Et ce dimanche 27 février, les alliés et partenaires de l’USFP dans le cadre de la majorité gouvernementale avaient les yeux rivés sur les travaux agités du Conseil national de ce parti. Dans les états-majors de la majorité, les portables ont crépité jusqu’à la fin de la soirée pour savoir si le parti d’Abdelouahed Radi allait quitter l’Exécutif et mettre ainsi  à mal la coalition gouvernementale. Alliés historiques et partenaires de la majorité, iront-ils pour autant jusqu’à faire front commun avec l’USFP dans la revendication d’une nouvelle génération de réformes ? La question se pose avec acuité. Au PPS, par exemple, on s’inscrit résolument dans le cadre d’une nouvelle génération de réformes et ce depuis, explique le leader de cette formation politique, les élections législatives de 2007 et les pratiques que connaît aujourd’hui le champ politique. « Nous avons lancé cet appel lors de la conférence nationale du PPS tenue en 2008, nous l’avons rappelé à l’occasion de notre Congrès qui a eu lieu en 2010 et plus récemment encore dans un communiqué du bureau politique du PPS. Agir avec nos partenaires pour enclencher le processus d’une nouvelle génération de réformes est aussi clair que souhaitable. C’est pourquoi il est grand temps d’activer la Koutla », a déclaré le secrétaire général du PPS, Nabil Benabdallah, à « Libération ».
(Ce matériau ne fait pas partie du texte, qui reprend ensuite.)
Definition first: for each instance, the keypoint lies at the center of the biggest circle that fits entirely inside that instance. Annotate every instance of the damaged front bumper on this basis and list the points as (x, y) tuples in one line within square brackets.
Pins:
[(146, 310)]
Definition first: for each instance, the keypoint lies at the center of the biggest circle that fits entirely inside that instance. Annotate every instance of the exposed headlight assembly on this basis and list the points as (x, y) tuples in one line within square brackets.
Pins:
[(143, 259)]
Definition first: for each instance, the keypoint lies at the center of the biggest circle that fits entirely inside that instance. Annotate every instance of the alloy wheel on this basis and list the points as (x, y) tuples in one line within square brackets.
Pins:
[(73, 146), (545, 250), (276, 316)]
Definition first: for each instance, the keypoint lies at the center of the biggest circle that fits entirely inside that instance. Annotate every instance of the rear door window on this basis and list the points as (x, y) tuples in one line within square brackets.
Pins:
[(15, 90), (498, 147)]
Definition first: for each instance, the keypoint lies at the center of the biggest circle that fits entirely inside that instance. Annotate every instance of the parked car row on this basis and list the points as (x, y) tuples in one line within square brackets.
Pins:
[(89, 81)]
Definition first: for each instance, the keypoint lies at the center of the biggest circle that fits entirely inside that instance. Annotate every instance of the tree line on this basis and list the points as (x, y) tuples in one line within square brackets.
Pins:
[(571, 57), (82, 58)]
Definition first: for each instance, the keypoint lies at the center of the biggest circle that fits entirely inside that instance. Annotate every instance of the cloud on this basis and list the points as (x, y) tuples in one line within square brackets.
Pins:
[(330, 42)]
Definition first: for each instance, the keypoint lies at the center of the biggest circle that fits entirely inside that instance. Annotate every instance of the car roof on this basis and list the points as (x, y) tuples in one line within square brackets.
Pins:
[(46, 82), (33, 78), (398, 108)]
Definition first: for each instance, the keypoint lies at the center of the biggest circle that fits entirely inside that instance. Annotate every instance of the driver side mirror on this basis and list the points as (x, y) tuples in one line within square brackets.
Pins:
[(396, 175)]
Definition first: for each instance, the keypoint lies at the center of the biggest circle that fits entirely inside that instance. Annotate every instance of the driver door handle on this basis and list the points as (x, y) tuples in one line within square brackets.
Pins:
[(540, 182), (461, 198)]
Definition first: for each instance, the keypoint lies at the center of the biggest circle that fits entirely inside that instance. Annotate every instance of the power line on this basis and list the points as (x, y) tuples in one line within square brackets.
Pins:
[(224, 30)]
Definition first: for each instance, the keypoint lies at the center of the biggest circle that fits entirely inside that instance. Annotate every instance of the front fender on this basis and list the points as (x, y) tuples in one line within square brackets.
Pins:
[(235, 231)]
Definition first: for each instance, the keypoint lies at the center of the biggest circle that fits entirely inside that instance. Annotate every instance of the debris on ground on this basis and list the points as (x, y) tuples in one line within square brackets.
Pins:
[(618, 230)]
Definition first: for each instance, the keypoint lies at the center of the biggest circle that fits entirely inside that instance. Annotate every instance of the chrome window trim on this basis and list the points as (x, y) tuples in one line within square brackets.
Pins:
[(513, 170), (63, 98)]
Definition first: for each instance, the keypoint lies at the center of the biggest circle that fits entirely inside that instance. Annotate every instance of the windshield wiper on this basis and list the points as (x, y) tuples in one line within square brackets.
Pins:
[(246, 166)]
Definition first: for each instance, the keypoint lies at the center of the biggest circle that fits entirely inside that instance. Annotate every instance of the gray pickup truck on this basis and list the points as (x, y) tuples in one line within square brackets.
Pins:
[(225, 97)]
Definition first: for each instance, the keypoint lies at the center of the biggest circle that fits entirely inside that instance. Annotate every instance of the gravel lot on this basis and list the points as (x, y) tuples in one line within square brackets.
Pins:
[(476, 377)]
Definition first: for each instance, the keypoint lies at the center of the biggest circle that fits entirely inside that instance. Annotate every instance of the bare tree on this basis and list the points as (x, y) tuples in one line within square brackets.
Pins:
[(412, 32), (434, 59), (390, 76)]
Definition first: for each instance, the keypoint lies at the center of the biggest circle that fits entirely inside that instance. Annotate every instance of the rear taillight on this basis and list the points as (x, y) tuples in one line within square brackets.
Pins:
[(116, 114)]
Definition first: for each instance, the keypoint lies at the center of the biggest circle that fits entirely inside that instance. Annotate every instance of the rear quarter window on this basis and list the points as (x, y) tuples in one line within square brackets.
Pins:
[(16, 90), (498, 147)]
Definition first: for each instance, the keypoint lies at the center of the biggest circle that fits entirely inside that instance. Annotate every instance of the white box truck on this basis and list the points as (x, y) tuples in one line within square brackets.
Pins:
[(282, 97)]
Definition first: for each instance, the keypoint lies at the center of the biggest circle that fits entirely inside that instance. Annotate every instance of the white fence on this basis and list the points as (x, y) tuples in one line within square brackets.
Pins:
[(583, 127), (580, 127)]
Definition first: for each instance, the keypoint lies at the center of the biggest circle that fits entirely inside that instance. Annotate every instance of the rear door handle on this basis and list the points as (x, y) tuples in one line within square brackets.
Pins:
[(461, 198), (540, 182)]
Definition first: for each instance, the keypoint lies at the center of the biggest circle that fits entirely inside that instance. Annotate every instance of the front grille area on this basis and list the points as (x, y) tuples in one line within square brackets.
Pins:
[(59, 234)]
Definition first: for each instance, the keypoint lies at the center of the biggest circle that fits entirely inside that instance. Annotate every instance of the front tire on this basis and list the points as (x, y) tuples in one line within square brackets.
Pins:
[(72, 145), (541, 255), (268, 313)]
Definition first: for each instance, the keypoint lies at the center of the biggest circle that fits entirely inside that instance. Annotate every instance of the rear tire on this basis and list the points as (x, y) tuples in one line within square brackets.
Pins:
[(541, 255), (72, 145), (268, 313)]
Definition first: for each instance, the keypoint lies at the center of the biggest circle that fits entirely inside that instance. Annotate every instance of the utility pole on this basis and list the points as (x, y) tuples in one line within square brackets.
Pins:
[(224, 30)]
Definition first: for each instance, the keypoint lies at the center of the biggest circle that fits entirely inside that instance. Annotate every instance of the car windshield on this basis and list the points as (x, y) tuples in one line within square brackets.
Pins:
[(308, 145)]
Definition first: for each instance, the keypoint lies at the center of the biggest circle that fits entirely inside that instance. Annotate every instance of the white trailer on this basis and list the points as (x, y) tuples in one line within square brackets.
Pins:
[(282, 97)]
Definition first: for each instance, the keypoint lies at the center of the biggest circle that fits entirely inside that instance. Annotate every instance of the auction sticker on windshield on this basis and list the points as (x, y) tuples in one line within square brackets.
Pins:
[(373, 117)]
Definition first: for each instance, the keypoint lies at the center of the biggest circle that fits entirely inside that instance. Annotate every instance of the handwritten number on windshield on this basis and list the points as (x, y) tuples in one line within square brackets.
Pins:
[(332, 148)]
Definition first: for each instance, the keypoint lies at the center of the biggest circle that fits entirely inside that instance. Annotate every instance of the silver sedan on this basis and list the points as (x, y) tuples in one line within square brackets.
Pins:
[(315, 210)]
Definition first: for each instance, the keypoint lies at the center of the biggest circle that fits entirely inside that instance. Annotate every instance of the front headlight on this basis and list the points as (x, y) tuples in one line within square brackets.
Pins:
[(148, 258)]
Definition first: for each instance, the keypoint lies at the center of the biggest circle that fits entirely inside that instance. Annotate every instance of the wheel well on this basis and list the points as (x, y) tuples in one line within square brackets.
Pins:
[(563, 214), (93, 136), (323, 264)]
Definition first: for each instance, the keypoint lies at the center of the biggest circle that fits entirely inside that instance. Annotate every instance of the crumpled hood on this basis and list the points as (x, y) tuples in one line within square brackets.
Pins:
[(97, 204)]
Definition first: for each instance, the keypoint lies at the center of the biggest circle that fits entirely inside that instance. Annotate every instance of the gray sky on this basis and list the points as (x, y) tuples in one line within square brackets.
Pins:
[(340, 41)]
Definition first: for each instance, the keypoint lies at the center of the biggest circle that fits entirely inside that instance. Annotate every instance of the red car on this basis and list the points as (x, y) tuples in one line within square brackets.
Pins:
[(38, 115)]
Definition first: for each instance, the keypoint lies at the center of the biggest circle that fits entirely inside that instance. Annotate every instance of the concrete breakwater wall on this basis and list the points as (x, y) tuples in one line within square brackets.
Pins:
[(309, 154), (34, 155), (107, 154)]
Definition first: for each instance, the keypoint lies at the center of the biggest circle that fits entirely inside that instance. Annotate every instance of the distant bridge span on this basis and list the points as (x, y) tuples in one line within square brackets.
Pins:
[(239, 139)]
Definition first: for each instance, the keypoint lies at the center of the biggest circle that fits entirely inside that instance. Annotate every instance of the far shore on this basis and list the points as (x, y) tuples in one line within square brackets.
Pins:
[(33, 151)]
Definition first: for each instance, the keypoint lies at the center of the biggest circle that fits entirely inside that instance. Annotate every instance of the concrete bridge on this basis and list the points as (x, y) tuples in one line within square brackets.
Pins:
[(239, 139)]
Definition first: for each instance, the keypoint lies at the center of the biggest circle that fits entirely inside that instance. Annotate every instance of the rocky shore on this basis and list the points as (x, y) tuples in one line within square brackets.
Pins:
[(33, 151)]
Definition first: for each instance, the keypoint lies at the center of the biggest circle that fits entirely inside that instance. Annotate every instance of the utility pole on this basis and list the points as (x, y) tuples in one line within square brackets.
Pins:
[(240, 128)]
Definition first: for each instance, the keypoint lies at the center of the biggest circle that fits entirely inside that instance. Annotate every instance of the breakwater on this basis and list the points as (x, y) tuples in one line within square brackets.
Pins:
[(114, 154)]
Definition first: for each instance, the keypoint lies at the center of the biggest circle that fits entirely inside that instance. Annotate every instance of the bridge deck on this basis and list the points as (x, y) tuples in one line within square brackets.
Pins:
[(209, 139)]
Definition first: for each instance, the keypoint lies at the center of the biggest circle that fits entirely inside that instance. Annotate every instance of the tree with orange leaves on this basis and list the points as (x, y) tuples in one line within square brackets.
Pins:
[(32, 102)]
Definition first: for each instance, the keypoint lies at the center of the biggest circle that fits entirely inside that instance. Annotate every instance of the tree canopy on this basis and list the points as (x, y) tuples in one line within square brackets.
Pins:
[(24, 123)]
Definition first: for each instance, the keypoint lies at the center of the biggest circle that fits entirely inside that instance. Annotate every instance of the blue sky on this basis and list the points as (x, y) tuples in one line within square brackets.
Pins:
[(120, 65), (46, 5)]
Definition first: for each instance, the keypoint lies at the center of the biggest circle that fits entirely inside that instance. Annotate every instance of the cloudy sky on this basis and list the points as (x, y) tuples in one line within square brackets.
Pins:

Réformes constitutionnelles : le oui mais de l’Istiqlal et du RNI

A l’Istiqlal, c’est une  circonspection teintée de méfiance qui est de mise. « L’USFP doit d’abord régler ses problèmes en interne avant d’aller plus loin », déclare sous le sceau de l’anonymat un Istiqlalien proche du premier ministre qui parle volontiers d’« un parti prêt à passer à l’opposition pour redorer son blason à l’approche des élections législatives ». Ce lundi 28 février, les troupes istiqlaliennes sont promptes à le rappeler : la revendication des réformes n’est pas chose nouvelle. « Notre 15ème Congrès en fait clairement référence. Mais nous le répétons : toute réforme de la Constitution ne peut se faire qu’en coordination avec l’institution monarchique ».
C’est étrangement le timing des réformes qui pose problème au Rassemblement national des indépendants. Pas question pour les ouailles de Salaheddine Mezouar de faire preuve de réaction au lendemain des manifestations du mouvement du 20 février. « Tout le monde est d’accord sur le principe de la réforme. Mais il faut savoir précisément de quelles réformes et de quel modèle de Constitution nous parlons. On négocie sur la base d’un modèle clair, pas sur des slogans scandés lors de manifestations. Il y a aussi la question du timing. On ne réagit pas à chaud alors que le pays traverse une crise sociale. Aujourd’hui, le Maroc a besoin de toutes ses forces vives, de tous ses partis, de tous ses enfants, pour dépasser ce qui se passe. Nous devons travailler main dans la main », fait valoir Rachid Talbi Alami, membre du Bureau exécutif du RNI.
A l’USFP, on est déjà ce lundi matin dans l’après-conseil national. Le processus va être déclenché dans les tous prochains jours. Un calendrier de rencontres avec les forces de gauche, la Koutla et les autres partis de la majorité  pour leur présenter les propositions de réformes constitutionnelles est à l’étude. Le prochain Conseil national de l’USFP se réunira le 19 mars prochain. Le temps presse d’autant que le Bureau politique du parti de la Rose doit tenir informés les militants du Conseil national de toutes les démarches entreprises pour répondre aux aspirations de réformes d’une jeunesse sur laquelle le vent d’un printemps arabe a soufflé.